Last night I took a chance, knowing I could be devastated today if the outcome didn't turn out as I hoped. I think everyone has been there. The old me put actions into place with full on expectations of what the results would look like... the new me... with a lot of work, realizes the results are not only not within my control, but also not really my problem either. I can only control my thoughts, actions and behaviours. And if I'm going to be true to me, and live a life without regret or question, I need to be prepared to do the things iI want and need to donwithout fear.

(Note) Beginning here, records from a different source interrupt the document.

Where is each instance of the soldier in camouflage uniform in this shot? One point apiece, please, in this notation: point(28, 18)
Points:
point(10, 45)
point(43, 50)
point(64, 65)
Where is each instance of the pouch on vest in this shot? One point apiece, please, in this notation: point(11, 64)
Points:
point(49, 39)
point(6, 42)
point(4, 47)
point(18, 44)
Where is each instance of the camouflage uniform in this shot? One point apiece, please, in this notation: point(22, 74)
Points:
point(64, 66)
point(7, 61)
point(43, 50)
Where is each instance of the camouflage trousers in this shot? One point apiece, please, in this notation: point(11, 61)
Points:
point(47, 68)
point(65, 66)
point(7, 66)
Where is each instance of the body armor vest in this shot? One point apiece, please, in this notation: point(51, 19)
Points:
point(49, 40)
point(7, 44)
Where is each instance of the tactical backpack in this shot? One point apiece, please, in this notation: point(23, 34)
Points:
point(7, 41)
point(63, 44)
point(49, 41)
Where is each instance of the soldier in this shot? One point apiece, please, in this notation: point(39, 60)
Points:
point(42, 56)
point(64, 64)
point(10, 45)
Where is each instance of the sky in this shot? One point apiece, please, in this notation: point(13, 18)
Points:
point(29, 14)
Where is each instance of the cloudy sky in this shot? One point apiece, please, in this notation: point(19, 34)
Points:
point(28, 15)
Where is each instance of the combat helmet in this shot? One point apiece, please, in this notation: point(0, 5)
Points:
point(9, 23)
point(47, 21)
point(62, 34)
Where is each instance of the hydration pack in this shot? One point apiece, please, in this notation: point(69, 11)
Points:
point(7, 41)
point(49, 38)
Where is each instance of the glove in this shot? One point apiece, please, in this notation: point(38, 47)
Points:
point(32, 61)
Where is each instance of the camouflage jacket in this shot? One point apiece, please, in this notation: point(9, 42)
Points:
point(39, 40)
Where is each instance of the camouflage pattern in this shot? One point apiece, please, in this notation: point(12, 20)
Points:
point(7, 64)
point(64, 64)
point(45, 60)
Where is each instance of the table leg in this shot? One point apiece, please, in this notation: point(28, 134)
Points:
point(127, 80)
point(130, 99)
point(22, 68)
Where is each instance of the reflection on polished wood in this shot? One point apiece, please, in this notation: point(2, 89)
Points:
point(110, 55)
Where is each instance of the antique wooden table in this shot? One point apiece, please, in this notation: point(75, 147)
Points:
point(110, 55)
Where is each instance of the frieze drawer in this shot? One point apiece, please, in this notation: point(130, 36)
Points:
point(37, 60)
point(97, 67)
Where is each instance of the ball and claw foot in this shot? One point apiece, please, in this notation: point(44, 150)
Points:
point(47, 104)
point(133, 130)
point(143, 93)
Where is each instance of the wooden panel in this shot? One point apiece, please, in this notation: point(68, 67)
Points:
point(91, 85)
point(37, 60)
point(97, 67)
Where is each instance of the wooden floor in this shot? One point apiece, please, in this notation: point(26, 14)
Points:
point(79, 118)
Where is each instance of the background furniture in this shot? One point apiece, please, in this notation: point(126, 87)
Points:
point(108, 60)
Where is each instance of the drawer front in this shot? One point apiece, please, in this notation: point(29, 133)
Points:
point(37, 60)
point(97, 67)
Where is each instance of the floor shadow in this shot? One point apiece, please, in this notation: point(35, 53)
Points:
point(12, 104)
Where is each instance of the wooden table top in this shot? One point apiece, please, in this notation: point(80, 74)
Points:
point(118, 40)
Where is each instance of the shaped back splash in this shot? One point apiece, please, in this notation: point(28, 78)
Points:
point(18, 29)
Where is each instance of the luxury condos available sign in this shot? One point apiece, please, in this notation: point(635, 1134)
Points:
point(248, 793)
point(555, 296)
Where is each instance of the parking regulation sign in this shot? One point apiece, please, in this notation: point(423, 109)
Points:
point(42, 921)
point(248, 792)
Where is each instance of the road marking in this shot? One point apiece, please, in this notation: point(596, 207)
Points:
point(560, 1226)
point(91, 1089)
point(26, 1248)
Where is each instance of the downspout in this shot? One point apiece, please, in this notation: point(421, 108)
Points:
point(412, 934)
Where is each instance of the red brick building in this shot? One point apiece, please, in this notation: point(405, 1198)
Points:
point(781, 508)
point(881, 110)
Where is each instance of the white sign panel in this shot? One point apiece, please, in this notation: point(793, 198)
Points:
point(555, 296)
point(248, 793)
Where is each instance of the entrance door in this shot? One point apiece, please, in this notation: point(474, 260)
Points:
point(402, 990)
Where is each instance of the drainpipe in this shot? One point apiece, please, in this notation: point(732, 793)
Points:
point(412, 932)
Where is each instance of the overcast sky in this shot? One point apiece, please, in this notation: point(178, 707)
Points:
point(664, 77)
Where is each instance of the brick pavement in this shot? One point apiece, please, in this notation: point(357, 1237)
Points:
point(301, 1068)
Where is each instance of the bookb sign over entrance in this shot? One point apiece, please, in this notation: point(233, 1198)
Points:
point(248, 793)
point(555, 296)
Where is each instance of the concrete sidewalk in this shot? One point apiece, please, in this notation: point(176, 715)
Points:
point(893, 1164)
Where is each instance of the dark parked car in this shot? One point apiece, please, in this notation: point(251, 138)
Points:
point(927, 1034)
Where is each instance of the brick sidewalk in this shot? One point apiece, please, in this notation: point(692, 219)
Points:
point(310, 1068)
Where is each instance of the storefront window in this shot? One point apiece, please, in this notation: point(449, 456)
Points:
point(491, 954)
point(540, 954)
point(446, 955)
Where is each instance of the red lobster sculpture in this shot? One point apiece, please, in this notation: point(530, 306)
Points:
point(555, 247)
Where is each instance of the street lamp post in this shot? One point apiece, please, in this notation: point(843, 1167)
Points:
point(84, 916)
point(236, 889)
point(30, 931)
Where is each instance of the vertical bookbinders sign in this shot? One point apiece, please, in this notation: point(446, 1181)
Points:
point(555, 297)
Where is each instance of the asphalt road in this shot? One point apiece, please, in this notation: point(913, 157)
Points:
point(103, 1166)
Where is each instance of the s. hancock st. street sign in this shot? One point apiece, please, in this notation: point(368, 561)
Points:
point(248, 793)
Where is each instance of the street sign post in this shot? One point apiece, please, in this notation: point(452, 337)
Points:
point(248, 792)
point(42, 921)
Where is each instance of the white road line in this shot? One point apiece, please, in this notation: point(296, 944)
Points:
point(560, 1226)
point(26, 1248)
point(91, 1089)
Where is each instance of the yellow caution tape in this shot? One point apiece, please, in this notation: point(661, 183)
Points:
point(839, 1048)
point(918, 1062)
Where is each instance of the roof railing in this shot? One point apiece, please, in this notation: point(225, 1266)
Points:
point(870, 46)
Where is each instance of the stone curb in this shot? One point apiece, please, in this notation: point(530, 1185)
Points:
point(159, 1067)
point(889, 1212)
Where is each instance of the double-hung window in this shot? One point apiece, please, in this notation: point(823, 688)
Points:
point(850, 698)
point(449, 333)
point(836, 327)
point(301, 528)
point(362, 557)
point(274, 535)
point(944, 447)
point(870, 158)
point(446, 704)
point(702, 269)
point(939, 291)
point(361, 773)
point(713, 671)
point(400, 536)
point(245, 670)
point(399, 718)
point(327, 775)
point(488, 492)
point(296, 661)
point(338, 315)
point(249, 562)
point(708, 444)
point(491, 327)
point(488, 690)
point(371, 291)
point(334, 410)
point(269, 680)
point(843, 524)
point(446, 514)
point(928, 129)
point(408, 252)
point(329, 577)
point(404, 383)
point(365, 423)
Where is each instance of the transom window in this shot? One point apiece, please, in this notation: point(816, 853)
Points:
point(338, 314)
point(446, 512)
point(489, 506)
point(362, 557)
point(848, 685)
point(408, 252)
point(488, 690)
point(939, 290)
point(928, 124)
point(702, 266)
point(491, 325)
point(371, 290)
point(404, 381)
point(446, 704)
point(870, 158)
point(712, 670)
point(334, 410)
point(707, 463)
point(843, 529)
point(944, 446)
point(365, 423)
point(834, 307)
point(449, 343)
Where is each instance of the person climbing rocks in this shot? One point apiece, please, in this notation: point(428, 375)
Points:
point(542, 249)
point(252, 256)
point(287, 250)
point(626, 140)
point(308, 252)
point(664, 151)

So I did. So far the results are not what I'd hoped or imagined... but I'm actually not as disappointed as I thought I would be. In a strange way, I feel rewarded and proud. I stretched beyond what was my normal comfort zone and put myself out there. The results will take care of themselves.,
So what happened? I put out a formal invite to Chris to join me for an evening where I live. Not only did I not get the response or reaction I'd hoped for, but actually didn't get any reaction yet at all. yet, I'm happy... and worthy... and I.'m not even going to worry about it. My life is full and I'mhappy, probably the happiest I've ever been. I am truly open and free...

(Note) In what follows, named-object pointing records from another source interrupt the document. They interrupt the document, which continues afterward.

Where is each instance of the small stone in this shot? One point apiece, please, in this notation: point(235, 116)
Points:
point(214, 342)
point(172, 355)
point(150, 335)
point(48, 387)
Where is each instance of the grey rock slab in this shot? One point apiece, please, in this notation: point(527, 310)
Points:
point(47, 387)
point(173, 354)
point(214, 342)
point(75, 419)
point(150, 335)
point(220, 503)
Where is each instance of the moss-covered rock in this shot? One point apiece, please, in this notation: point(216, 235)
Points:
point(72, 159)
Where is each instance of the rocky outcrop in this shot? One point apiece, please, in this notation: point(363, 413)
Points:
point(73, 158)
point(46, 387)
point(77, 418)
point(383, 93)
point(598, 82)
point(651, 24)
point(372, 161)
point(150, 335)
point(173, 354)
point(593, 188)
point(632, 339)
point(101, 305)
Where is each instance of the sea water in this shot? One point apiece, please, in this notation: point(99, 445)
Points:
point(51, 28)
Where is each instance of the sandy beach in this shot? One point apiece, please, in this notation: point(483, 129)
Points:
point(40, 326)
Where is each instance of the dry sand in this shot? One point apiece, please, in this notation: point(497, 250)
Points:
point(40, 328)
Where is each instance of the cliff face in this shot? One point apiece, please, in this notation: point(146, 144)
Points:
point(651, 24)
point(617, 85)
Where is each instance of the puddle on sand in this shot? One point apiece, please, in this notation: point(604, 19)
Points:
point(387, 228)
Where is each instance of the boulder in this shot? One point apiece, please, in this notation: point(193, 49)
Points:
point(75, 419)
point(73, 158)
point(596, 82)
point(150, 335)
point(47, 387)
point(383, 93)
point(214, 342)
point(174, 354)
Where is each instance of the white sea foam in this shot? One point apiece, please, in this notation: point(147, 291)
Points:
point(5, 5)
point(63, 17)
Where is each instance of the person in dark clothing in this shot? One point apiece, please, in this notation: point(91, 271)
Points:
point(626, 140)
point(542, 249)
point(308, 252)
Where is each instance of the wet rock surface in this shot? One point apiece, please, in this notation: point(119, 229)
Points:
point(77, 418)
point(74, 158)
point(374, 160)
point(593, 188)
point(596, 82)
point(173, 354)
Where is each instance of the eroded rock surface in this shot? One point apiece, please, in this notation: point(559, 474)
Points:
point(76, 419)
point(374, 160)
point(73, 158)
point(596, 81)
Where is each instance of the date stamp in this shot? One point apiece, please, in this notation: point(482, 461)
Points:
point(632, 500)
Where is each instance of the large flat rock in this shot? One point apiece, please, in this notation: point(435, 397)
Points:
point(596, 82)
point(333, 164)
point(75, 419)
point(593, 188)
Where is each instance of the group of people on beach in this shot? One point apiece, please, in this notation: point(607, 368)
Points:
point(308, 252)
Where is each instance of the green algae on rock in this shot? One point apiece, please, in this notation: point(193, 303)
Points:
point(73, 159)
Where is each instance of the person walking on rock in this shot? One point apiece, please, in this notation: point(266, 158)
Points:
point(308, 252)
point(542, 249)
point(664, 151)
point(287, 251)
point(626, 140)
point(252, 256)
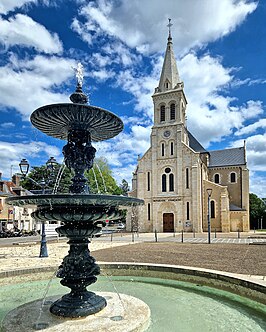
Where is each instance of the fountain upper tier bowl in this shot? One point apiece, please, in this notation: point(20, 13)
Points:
point(75, 207)
point(57, 120)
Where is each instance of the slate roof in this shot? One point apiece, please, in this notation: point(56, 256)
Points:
point(195, 145)
point(227, 157)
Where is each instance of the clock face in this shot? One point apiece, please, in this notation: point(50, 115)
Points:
point(167, 133)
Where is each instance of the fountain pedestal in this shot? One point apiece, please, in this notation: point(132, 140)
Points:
point(78, 271)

On a separate note, Aaron reached out for an impromptu get together. Our schedules have both been hectic, but we managed to squeezed 45 minutes for a quick coffee, and our 2nd meeting. I left smiling. For once not trying to look ahead and figure anything out. Just content in the moment, full of warmth, hope and optimism that I am exactly where I am meant to be for today. I don't have to worry about tomorrow until the sun comes up again.
Tonight, I'm walking on sunshine.... and smiling!!!